Failure to Honor Diet-Appropriate Menu Choices for Residents on Modified Diets
Penalty
Summary
The facility failed to provide residents with menu choices that matched their physician-ordered diet textures and liquid consistencies. One resident with severe cognitive impairment had a physician order for a controlled diet with pureed texture and honey-thick liquids. During a noon meal observation, this resident’s meal ticket was stapled to a Regular Menu listing items such as lettuce and tomato salad, stir-fried vegetables, and a grilled cheese sandwich, none of which were appropriate for the resident’s ordered diet. The Registered Dietitian and the Dietetic Technician confirmed that Daily Menu printouts with Regular Menu options were provided to all residents, including those on mechanically altered diets, resulting in residents being offered choices that could not be honored due to diet restrictions. Another resident with moderate cognitive impairment had a physician order for a mechanical soft diet with nectar-thick liquids. This resident’s lunch tray ticket was also stapled to a Regular Menu that included salad greens, which are not allowed on a mechanical soft diet. On a separate breakfast observation, the same resident’s Regular Menu included fresh fruit as a choice, which the resident circled, but the tray contained canned peach halves instead. The resident stated she wanted her chosen fresh fruit rather than the peaches and reiterated her food preferences during the interview. Photographic evidence was obtained to document these discrepancies between ordered diets, menu offerings, and the food actually provided.
Plan Of Correction
Preparation and/or execution of this plan does not constitute admission or agreement by the provider that a deficiency exists. This response is also not to be construed as an admission of fault by the facility, its employees, agents or other individuals who draft or may be discussed in this response and plan of correction. This plan of correction is submitted as the facility's credible allegation of compliance and Soley because it is requiredF05501. Resident #54 and Resident #56 were immediately assessed by the Registered Dietitian (RD) & CDM (Certified Dietary Manager) for food preferences on Residents #54 and #56 were offered meal choices consistent with the prescribed diet.

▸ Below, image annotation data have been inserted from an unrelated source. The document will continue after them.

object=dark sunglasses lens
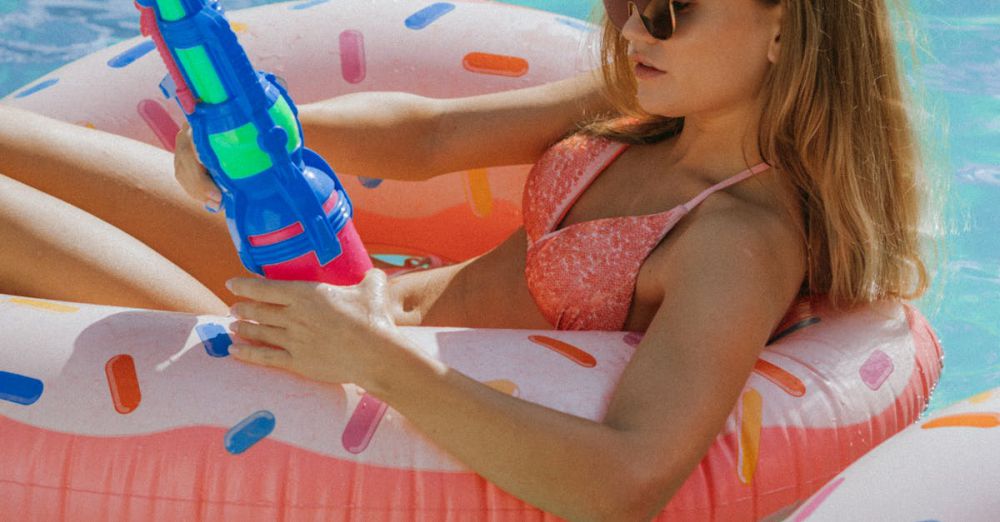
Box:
[604,0,649,29]
[640,0,674,40]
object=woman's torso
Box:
[410,132,801,331]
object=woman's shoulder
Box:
[647,179,807,306]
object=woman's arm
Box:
[388,228,552,330]
[359,207,804,520]
[174,71,610,206]
[299,72,609,181]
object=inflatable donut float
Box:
[0,0,942,521]
[788,388,1000,522]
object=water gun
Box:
[135,0,388,453]
[135,0,372,285]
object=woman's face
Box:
[622,0,781,117]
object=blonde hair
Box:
[579,0,929,307]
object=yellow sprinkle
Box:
[737,388,764,485]
[8,297,80,314]
[465,169,493,218]
[483,379,518,397]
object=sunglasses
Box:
[604,0,683,40]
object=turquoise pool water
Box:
[0,0,1000,412]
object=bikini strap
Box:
[682,162,771,212]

No adverse outcomes were identified. 2. 100% audit of all residents with therapeutic diets was completed on [R] by CDM to ensure menus and meal selections consistent with physician-ordered diets.On [R] , CDM provided in-service provided to dietary aides, certified nursing assistants, nurses, managers on new selective menu processes. 3. The facility implemented a diet-specific menu system and pre-meal diet verification process by reviewing the diet in tray ticket program IMPAC and PCC. Copies of the menus to be provided as part of the audits.Diet Menu was revised to include a mechanically altered diet to be consistent with physician orders. Therapeutic diets menus are available and offered to each resident according to physician orders. The Dietary Manager or designee will conduct weekly audits of 4 residents on therapeutic diets x 4 weeks then monthly x 2months, to verify the correct menu is offered and served. 4. The Dietary Manager or designee will report findings at the monthly QAPI meeting. The Administrator is responsible for confirming implementation and compliance with this POC and [R] , and resolving any variances that occur.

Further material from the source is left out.